Les eaux usées sont un réservoir de divers micro-organismes comme les bactéries, les virus et les parasites, excrétés par les humains. Par conséquent, l'utilisation de techniques de surveillance basées sur les eaux usées peut s'avérer être une méthode très utile pour surveiller et comprendre la transmission des maladies contagieuses. L'analyse quantitative des particules virales dans les eaux usées permet d'identifier des tendances et d'observer une forte corrélation avec les cas cliniques. La recherche montre que la surveillance joue un rôle crucial dans la détection rapide des agents pathogènes et l'évaluation précise de leur prévalence au sein d'une communauté. De plus, elle permet d’identifier les zones présentant des taux élevés de résistance aux antimicrobiens en contrôlant les niveaux d'antibiotiques présents dans les eaux usées.

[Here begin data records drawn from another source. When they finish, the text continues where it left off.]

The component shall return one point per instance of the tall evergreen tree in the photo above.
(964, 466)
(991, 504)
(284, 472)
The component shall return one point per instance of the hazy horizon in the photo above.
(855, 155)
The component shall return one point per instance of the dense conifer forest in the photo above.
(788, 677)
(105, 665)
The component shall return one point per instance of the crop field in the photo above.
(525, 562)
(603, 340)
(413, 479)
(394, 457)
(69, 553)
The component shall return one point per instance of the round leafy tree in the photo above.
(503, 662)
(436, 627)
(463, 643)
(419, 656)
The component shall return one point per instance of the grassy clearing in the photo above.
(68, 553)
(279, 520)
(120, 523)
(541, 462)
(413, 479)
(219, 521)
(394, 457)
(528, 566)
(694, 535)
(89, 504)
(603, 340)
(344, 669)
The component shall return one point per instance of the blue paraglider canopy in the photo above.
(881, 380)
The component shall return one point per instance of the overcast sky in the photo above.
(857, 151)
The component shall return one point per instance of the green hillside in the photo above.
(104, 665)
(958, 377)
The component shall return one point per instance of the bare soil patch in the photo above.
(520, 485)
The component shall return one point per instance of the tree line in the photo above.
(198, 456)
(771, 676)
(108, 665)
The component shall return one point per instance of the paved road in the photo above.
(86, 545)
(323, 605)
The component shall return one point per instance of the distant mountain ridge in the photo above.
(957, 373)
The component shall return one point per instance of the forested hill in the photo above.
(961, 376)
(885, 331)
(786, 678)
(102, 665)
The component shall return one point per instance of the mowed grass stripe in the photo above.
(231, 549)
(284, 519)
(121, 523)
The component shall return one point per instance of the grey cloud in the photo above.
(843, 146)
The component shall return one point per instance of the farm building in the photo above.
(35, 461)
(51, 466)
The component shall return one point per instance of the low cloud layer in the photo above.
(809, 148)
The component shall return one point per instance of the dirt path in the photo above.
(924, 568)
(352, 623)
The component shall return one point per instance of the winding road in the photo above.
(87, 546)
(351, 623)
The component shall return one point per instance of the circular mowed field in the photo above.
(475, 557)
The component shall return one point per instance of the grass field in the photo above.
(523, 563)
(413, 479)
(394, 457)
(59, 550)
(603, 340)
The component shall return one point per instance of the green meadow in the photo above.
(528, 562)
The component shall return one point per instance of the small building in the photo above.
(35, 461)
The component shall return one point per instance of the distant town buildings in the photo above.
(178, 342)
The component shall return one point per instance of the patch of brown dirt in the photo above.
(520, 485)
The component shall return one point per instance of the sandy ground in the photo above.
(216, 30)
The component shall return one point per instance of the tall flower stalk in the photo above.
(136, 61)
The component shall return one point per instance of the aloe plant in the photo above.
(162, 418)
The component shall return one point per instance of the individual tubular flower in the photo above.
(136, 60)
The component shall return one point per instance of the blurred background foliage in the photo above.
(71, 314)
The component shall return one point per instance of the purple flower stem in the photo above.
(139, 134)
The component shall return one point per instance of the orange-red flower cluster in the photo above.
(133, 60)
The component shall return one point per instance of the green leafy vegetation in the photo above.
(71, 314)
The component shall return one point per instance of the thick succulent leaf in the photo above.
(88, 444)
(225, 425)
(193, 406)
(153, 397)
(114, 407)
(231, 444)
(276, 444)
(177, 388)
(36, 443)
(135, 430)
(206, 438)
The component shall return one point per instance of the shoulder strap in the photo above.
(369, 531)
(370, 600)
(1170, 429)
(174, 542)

« L'action commune vise à mettre en place dans les États membres un réseau d'observatoires basés sur les eaux usées qui peuvent fournir des données sur divers virus ainsi que des données sur la résistance aux antibiotiques et les bactéries pathogènes. L'un des principaux objectifs est d'aider les États membres à atteindre le même niveau d'expertise en matière d'épidémiologie basée sur les eaux usées, tout en partageant leur expérience sur le terrain», ajoute Henry-Michel Cauchie,
L'initiative, intitulé EU-WISH, a été officiellement lancée les 5, 6 et 7 février 2024 à Athènes.
Le groupe Environmental Microbiology du LIST surveille les virus des eaux usées depuis plus de 15 ans. Les travaux des chercheurs, couplés aux données recueillies dans les échantillons de matières fécales humaines par le LNS, ont permis de mieux comprendre la circulation de virus tels que les norovirus, responsables des gastro-entérites hivernales, ou les entérovirus, responsables d'un large éventail de symptômes bénins ou graves (fièvre aphteuse, angine, maladie respiratoire, diarrhée, maladie cardiaque, paralysie flasque aiguë ou même méningite).

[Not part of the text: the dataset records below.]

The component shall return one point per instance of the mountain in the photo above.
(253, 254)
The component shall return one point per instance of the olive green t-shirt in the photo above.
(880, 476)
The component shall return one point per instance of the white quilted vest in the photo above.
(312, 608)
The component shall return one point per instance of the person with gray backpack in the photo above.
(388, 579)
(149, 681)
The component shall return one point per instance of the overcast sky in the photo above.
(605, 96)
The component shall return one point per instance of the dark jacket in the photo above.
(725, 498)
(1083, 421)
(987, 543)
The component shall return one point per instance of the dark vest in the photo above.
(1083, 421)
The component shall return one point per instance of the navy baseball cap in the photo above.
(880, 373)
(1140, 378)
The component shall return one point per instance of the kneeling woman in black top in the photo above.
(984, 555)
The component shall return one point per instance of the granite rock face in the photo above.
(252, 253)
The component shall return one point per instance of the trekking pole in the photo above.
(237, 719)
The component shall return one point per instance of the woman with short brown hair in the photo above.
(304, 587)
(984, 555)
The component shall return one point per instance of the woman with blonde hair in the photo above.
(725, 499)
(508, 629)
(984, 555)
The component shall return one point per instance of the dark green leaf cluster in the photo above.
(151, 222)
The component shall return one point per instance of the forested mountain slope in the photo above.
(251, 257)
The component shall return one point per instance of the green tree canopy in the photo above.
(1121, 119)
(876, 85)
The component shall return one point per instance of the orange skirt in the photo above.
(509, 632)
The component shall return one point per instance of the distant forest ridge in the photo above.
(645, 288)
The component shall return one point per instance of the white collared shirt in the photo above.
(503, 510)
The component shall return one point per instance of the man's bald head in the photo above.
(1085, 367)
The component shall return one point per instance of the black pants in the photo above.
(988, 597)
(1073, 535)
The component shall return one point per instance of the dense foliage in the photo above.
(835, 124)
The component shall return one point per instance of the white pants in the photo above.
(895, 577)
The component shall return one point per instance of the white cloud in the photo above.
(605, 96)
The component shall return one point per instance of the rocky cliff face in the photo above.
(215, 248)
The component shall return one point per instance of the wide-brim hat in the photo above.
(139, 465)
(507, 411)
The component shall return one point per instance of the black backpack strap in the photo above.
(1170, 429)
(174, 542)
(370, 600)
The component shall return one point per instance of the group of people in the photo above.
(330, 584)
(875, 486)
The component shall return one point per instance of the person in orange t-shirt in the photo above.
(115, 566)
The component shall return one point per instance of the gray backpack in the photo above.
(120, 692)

Plus récemment, l'initiative CORONASTEP, lancée en avril 2020, a été un outil précieux pour identifier le virus SARS-CoV-2 et sa circulation dans les eaux usées, ainsi que pour détecter de nouveaux variants de la maladie au Luxembourg.
Le savoir-faire du LIST en matière d'isolement de virus à partir de matrices complexes a également été exporté vers les pays voisins, notamment dans le cadre d'une collaboration directe avec les équipes en charge de la surveillance des eaux usées en France et en Belgique. Dans ce contexte, l'intégration du LIST dans l'action commune de l'UE prend tout son sens.
L'initiative, qui devrait durer trois ans, « se concentrera sur la promotion et le soutien de la mise en œuvre de pratiques épidémiologiques basées sur les eaux usées dans les pays participants. Elle impliquera des discussions, le développement de protocoles, des cours de formation et le partage des meilleures pratiques », conclut Henry-Michel Cauchie.
Outre le projet européen, le Luxembourg finance une initiative similaire au niveau national, dirigée par le LIST, qui s'aligne sur les efforts de surveillance des eaux usées au sein de l'UE et implique une coordination entre le ministère de la Santé et le ministère de l'Environnement, du Climat et de la Biodiversité.